Supreme Court Lifts Restrictions |On Navy Sonar Training Exercises

     WASHINGTON (CN) – In its first decision of the term, the U.S. Supreme Court voted 5-4 to lift restrictions on the Navy’s use of sonar in training exercises off the California coast, saying the overall public interest tips “strongly in favor of the Navy.” The ruling overturns a victory for environmentalists who demonstrated the harmful effect of sonar on marine mammals.



     The dispute pits environmentalists’ interest in protecting whales and other marine mammals against the Navy’s need to adequately train its recruits to detect modern diesel-engine submarines.
     Chief Justice Roberts, writing for the majority, said antisubmarine warfare is “one of the Navy’s highest priorities.”
     However, environmental groups successfully sought an injunction placing restrictions on the Navy’s use of mid-frequency active sonar during training exercises. More than 37 species of marine mammals are found in the biologically diverse waters off the coast of southern California. Nine of those species are listed as endangered or threatened, including the blue whale, fin whale and sea otter.

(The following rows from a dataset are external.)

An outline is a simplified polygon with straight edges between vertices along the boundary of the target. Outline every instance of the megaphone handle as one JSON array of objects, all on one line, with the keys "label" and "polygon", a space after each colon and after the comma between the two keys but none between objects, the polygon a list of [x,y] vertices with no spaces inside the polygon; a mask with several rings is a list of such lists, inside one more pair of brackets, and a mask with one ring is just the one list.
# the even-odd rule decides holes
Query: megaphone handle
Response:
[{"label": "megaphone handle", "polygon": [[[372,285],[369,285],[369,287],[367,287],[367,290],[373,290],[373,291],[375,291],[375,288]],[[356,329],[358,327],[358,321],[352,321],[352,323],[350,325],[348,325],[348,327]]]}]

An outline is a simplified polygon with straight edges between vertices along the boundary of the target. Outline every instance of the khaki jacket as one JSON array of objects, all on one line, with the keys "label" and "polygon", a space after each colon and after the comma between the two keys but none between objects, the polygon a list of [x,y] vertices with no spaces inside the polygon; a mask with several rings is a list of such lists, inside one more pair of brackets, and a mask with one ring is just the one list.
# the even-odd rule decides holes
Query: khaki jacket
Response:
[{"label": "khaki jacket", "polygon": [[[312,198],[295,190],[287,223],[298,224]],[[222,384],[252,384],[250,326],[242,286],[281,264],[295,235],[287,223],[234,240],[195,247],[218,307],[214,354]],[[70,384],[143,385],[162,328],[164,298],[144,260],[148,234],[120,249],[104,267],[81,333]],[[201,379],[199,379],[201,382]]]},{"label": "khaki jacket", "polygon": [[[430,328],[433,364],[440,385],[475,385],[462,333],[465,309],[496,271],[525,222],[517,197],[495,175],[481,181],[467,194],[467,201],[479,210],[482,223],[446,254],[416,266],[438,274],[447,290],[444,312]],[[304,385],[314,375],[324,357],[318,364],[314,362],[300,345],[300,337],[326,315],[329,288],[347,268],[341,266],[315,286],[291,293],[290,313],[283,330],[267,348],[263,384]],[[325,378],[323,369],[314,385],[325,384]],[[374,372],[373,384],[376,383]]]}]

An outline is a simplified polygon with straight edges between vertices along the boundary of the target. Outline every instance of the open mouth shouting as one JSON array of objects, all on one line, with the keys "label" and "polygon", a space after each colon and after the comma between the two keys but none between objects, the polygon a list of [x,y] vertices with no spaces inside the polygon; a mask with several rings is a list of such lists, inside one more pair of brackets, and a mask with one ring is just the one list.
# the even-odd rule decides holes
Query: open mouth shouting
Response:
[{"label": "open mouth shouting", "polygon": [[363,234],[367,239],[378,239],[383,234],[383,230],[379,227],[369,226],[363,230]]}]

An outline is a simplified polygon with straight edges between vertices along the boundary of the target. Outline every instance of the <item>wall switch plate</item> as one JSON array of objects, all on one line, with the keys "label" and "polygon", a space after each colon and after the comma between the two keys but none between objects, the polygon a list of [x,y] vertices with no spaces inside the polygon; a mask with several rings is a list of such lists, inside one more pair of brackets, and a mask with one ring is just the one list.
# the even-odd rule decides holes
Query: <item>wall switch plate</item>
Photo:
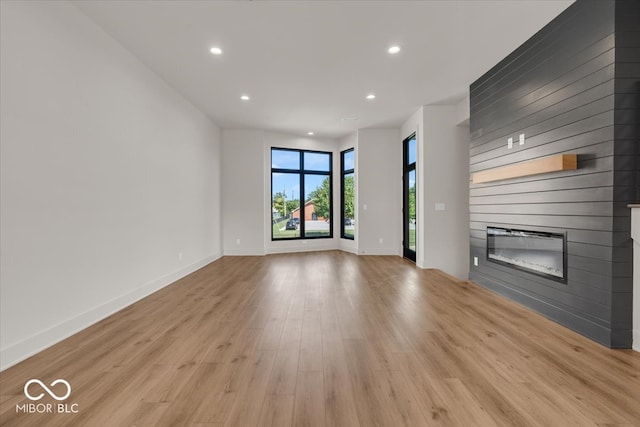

Exposure to “very high” acoustic energy levels can impair marine mammals’ sense of sight, balance, hearing and direction, and can injure their lungs, intestines and other internal organs.
     The government argued that training missions are “essential to national security,” and are therefore in the “paramount interest of the United States.”
     The district court entered a preliminary injunction against the Navy, which the 9th Circuit remanded as overbroad. The federal court’s revised injunction imposed six restrictions on the use of sonar, requiring the Navy to reduce or shut down MFA sonar as marine mammals approached Navy vessels.
     The Navy tried to circumvent these restrictions by striking a side deal with the Council on Environmental Quality, a division of the executive branch. The council allowed the Navy to continue its training exercises under voluntary mitigation procedures that reduced the radius of the shutdown zone from 2,200 yards to 200 yards.
     The Navy then tried to vacate the injunctions, but the district court and the federal appeals court refused. The 9th Circuit said the record does not support the purported “emergency circumstances” exemption sought by the Bush administration. The three-judge panel added that the mitigation measures “will not likely compromise the Navy’s ability to effectively train and certify its west-coast strike groups.”
     However, the Supreme Court majority concluded that the nation has a greater public interest in preparing the Navy for antisubmarine warfare than protecting marine life.
     “The Court does not question the importance of plaintiffs’ ecological, scientific, and recreational interests,” Roberts wrote, “but it concludes that the balance of equities and consideration of the overall public interest tip strongly in favor of the Navy.”
     In dissent, Justice Ginsburg noted that the Navy itself had speculated that the training exercises would likely harm marine mammals. “(T)his likely harm … cannot be lightly dismissed,” Ginsburg wrote, “even in the face of an alleged risk to the effectiveness of the Navy’s 14 training exercises.”
     Justices Alito, Kennedy, Scalia and Thomas joined the majority opinion.